Abstract

In 2010, the US Court of Appeals for the DC Circuit struck down the mandated “proxy access” rule adopted by the Securities and Exchange Commission (“SEC”) on the grounds that the SEC had conducted a fatally inadequate economic analysis in promulgating the rule. This paper argues that the SEC can, and should, revisit the rule and consider one particularly compelling economic factor in favor of proxy access: The long-acknowledged economic condition called the “public goods” problem. “Public goods” analysis describes why market forces alone, in the absence of government intervention, historically under-provide socially beneficial “goods” such as national defense, fire protection, unpolluted air and water, or mosquito abatement. Similarly, the public goods dynamic prevents the dispersed mass of public company investors from having a meaningful mechanism to control agency costs generally, and runaway executive compensation costs in particular.
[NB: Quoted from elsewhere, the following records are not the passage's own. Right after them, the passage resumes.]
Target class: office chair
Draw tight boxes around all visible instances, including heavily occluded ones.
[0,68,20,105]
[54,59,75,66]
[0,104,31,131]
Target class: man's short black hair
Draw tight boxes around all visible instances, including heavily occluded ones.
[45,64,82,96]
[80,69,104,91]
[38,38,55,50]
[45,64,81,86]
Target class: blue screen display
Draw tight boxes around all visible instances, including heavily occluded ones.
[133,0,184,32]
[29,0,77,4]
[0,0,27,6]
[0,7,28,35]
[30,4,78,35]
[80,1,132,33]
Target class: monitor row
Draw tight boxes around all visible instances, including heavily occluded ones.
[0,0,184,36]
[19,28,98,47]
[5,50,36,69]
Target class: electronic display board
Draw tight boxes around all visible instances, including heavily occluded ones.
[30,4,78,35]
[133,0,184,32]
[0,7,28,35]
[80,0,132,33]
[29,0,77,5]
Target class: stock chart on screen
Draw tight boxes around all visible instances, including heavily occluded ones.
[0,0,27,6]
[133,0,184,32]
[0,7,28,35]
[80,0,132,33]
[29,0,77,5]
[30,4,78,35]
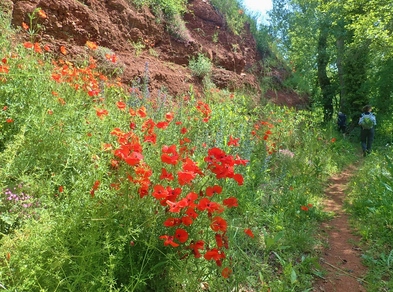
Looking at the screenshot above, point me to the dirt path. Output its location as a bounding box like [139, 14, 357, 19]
[313, 166, 366, 292]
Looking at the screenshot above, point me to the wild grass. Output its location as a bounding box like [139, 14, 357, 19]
[0, 6, 382, 291]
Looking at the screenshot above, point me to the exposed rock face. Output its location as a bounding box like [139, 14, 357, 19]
[6, 0, 306, 106]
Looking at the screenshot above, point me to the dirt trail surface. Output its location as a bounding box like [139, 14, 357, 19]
[313, 166, 366, 292]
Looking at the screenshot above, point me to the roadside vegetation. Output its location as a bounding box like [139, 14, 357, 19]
[0, 2, 393, 292]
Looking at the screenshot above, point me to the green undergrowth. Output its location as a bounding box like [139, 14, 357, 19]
[0, 9, 354, 292]
[347, 147, 393, 291]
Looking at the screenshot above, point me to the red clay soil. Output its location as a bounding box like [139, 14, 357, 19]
[0, 0, 308, 106]
[313, 166, 366, 292]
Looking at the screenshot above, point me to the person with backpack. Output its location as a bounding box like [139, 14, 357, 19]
[337, 112, 347, 134]
[359, 105, 377, 156]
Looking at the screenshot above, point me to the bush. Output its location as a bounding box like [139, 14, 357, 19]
[188, 54, 213, 78]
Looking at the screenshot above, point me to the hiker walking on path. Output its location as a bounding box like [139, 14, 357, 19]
[337, 112, 347, 134]
[359, 105, 377, 156]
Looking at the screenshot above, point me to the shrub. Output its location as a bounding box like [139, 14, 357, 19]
[188, 54, 213, 78]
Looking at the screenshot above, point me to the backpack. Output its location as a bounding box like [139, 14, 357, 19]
[359, 113, 375, 129]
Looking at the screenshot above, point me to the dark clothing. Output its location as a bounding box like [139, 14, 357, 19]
[337, 112, 347, 133]
[360, 128, 374, 154]
[359, 112, 377, 156]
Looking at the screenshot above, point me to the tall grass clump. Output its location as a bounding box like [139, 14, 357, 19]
[348, 149, 393, 291]
[0, 8, 358, 291]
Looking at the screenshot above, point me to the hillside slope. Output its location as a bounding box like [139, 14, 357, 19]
[3, 0, 303, 105]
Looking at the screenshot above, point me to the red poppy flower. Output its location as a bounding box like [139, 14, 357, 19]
[204, 248, 225, 267]
[227, 135, 240, 146]
[34, 43, 42, 54]
[175, 228, 188, 243]
[160, 168, 173, 180]
[116, 101, 127, 110]
[86, 41, 98, 50]
[164, 217, 182, 227]
[244, 228, 254, 238]
[123, 151, 143, 166]
[166, 200, 187, 213]
[189, 240, 205, 258]
[156, 122, 169, 129]
[206, 185, 222, 197]
[232, 173, 244, 186]
[160, 235, 179, 247]
[152, 185, 168, 200]
[221, 267, 232, 278]
[136, 106, 146, 118]
[177, 171, 196, 186]
[180, 127, 188, 135]
[23, 42, 34, 49]
[210, 216, 228, 232]
[181, 216, 194, 226]
[186, 207, 198, 219]
[0, 66, 10, 74]
[165, 112, 174, 122]
[143, 133, 157, 144]
[222, 197, 238, 208]
[38, 9, 47, 19]
[161, 145, 179, 165]
[60, 46, 68, 55]
[214, 233, 224, 248]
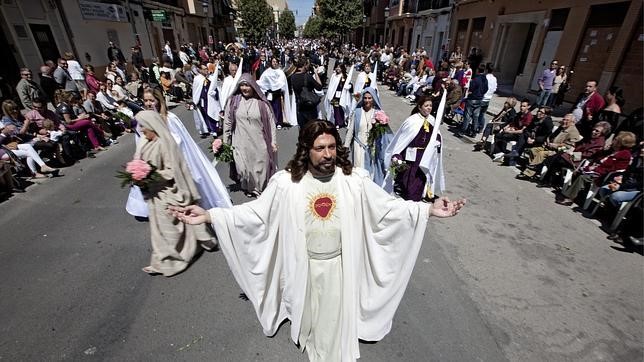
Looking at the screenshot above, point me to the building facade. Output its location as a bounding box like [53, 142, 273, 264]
[0, 0, 235, 97]
[451, 0, 644, 112]
[410, 0, 453, 62]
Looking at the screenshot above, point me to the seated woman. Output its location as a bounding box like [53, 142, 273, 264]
[54, 89, 105, 151]
[383, 96, 445, 201]
[223, 73, 277, 197]
[2, 100, 59, 159]
[506, 106, 554, 166]
[556, 132, 636, 206]
[134, 111, 214, 277]
[0, 124, 58, 178]
[160, 72, 183, 101]
[106, 76, 143, 114]
[595, 143, 644, 207]
[492, 99, 532, 161]
[522, 113, 582, 177]
[536, 121, 611, 187]
[123, 72, 143, 99]
[472, 96, 517, 151]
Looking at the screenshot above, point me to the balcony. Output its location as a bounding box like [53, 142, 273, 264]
[418, 0, 450, 11]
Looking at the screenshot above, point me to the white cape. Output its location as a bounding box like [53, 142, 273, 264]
[382, 92, 447, 195]
[257, 68, 297, 124]
[351, 63, 378, 109]
[192, 69, 222, 134]
[125, 112, 233, 217]
[209, 168, 430, 361]
[219, 58, 244, 109]
[324, 65, 354, 123]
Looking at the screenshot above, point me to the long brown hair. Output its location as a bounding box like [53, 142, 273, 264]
[285, 119, 353, 182]
[143, 87, 168, 121]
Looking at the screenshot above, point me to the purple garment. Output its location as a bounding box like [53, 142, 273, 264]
[333, 78, 348, 128]
[394, 127, 440, 201]
[198, 82, 221, 133]
[539, 69, 557, 90]
[270, 92, 284, 126]
[333, 106, 347, 128]
[228, 73, 277, 183]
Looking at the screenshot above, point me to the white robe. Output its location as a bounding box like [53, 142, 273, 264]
[324, 65, 353, 123]
[351, 64, 378, 109]
[257, 68, 297, 124]
[192, 70, 223, 134]
[209, 168, 430, 361]
[219, 58, 244, 109]
[382, 92, 447, 195]
[125, 112, 232, 217]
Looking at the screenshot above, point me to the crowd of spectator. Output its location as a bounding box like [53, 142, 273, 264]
[0, 40, 642, 246]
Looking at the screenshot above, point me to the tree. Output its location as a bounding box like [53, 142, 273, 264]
[317, 0, 363, 37]
[278, 9, 296, 39]
[302, 16, 322, 38]
[239, 0, 273, 42]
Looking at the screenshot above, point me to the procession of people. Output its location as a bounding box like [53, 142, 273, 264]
[7, 31, 641, 361]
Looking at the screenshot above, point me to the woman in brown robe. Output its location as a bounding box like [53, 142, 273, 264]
[134, 111, 214, 277]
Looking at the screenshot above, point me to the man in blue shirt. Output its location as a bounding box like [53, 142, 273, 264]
[537, 59, 559, 107]
[455, 64, 488, 137]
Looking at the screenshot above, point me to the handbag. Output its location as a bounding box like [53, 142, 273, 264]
[5, 141, 18, 151]
[299, 86, 320, 108]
The paper discusses three premises underlying this argument: (1) that a public goods problem must be addressed by government intervention, because market forces have already failed in a predictable way; (2) that corporate and financial managers and their apologists reflexively, and vehemently, defend even bad status quo business practices that benefit them, reviewing the experience of 80 years ago when government intervention, in the form of the securities laws, addressed the public goods problem of the under-supply to investors of corporate business information; and (3) that even though agency costs are inevitably incurred by companies, excessive executive compensation represents a specific type of agency cost that most boards currently do not constrain. The paper concludes that mandated proxy access represents an appropriate — and economically necessary — intervention by government to address the failure of the market to provide investors in all publicly traded companies with a mechanism to improve the accountability of board members to shareholders rather than to management, and thereby to improve the chances of addressing excessive executive compensation.